Senate Majority Leader Chuck Gray has announced he will not seek re-election in 2010, saying he wants to focus on new business opportunities.
Gray, a Republican from Mesa, told the Arizona Capitol Times he plans to expand his Internet business. His company, which was founded in 1997, markets car accessories across the globe.
“A couple of business opportunities came up just a little before Thanksgiving and so I thought about it, and we prayed about it,” Gray said.
Gray said it was a difficult decision. He loves what he’s doing and the state has a lot of needs, he said.
“But at some point, you know, you recognize that you have to take advantage of a business opportunity when it becomes available,” he said.
In a statement released Nov. 30, Gray wrote that he might not be finished with politics altogether.
“You will see me in the future,” he noted.
There are a lot of opportunities coming up to go back into politics, he told the Capitol Times. One of them may be a potential run for Congress.
“We assume that we may be getting as many as two new, additional Congressional seats and so that’s a possibility there to run for Congress,” he said.
Gray joined the House in 2003 and was appointed to fill Marilyn Jarrett’s Senate seat in 2006 when she passed away.
Gray, who was appointed Senate majority leader before the 2009 session, is one of the most conservative members of the Legislature. In a special session earlier this month, he voted against a measure that would return some $18 million to the Arizona Science Foundation. The Legislature had taken the money from the foundation to help fill the state budget deficit.

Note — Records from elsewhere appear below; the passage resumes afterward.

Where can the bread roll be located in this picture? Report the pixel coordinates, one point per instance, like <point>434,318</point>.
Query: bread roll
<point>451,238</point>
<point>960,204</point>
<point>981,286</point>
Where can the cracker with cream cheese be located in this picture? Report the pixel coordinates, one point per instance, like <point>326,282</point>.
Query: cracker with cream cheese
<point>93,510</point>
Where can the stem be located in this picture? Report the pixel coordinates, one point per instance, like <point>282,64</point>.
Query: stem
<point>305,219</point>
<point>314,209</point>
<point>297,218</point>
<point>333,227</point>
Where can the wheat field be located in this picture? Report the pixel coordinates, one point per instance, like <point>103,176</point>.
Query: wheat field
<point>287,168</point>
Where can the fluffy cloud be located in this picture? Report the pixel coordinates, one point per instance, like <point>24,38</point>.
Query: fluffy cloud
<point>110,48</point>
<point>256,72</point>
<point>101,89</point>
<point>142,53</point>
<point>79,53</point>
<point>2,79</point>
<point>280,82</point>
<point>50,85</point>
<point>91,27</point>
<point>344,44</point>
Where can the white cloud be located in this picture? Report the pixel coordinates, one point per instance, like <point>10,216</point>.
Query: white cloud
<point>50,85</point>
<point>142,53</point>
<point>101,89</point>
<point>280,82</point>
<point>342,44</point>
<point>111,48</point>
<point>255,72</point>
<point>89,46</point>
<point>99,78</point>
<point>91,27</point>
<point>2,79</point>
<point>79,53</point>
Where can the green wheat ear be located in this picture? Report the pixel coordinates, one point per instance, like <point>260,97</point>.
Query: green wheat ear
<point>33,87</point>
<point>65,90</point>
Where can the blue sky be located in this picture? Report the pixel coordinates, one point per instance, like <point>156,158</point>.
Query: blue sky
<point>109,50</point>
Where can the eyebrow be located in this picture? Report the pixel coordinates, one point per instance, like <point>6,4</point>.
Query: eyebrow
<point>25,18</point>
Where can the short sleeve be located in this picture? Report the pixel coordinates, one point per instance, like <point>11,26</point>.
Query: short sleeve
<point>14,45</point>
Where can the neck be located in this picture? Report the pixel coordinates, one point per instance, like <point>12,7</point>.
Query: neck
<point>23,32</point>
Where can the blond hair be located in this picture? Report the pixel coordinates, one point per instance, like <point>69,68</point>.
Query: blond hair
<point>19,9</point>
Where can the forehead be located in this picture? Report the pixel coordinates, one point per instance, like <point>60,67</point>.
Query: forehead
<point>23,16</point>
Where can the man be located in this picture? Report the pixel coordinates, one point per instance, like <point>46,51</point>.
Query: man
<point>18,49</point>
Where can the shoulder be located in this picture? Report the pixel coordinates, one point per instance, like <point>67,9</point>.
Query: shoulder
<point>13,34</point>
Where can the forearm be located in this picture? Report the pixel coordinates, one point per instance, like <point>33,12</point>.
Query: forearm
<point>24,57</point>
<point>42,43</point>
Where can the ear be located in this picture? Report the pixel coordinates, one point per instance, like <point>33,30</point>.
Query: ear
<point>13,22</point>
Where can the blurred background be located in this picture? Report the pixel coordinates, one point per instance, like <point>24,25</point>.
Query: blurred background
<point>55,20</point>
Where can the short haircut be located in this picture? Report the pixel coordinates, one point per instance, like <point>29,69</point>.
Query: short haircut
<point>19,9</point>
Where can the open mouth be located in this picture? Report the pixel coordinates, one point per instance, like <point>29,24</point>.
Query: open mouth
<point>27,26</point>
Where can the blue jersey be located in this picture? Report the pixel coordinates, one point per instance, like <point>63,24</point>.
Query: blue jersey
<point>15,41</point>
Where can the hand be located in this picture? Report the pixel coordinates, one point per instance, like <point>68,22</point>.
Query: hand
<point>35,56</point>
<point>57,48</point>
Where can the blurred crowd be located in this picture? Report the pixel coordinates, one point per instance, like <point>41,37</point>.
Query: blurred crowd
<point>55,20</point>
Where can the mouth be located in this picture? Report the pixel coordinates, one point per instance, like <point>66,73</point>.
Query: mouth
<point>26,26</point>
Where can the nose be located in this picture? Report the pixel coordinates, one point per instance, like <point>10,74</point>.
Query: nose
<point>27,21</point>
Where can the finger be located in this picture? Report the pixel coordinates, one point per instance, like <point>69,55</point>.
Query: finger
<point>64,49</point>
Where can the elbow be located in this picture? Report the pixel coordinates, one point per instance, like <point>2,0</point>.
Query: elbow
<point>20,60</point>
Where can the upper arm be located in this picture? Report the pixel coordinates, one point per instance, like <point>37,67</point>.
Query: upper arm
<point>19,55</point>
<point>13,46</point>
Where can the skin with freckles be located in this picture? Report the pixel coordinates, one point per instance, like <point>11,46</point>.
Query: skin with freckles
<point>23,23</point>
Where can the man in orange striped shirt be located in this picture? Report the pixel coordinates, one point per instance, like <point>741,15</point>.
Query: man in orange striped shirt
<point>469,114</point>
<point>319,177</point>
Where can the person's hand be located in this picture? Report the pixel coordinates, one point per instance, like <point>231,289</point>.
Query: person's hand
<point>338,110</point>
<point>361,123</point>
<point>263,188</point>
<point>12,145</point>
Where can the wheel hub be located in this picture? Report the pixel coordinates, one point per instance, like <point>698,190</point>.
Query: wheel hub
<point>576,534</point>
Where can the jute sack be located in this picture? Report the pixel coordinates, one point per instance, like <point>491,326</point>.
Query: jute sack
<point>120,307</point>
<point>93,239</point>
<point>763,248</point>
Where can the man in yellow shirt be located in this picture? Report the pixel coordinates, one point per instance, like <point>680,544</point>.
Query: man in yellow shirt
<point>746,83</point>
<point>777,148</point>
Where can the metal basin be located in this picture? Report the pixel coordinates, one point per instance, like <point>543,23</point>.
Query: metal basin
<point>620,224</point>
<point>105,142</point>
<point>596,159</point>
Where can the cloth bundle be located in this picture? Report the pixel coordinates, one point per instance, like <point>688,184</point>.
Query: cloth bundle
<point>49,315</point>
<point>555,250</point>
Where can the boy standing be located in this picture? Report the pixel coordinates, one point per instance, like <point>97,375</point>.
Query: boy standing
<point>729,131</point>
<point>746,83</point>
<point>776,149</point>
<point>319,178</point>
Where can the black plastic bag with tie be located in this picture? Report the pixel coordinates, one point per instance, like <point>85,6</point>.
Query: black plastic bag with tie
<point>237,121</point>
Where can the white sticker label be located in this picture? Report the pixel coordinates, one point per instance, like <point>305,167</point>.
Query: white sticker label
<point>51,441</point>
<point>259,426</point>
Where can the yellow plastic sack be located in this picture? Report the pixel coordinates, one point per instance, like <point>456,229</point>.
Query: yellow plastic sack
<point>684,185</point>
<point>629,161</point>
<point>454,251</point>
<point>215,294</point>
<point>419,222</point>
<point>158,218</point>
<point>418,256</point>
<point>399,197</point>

“I don’t think that this is the time or the setting when we should be taking taxpayer money and giving it away to someone else when we can’t fund the programs that are more necessary and important, such as education,” Gray said days before the vote.
Prior to his selection as majority leader, Gray served as chairman of the Senate Judiciary Committee, where he worked on a wide array of issues. The most notable issues he was involved with in recent years include payday lending, retail theft, DNA testing, concealed weapons and Clean Elections.
Two years ago, Gray introduced legislation to cap payday lenders’ interest rates and to end the industry in Arizona prior to its sunset date next year. Both issues likely will resurface during the 2010 legislative session when lawmakers will have to decide whether to continue the industry.
After Gray graduated from high school, he spent two years as a missionary in Spain. He is a member of the Church of Jesus Christ of Latter-day Saints, and he speaks fluent Spanish. He returned to work in the family construction business as a brick, block and stone mason while attending Mesa Community College.
He later served as an officer with the Mesa Police Department for 10 years.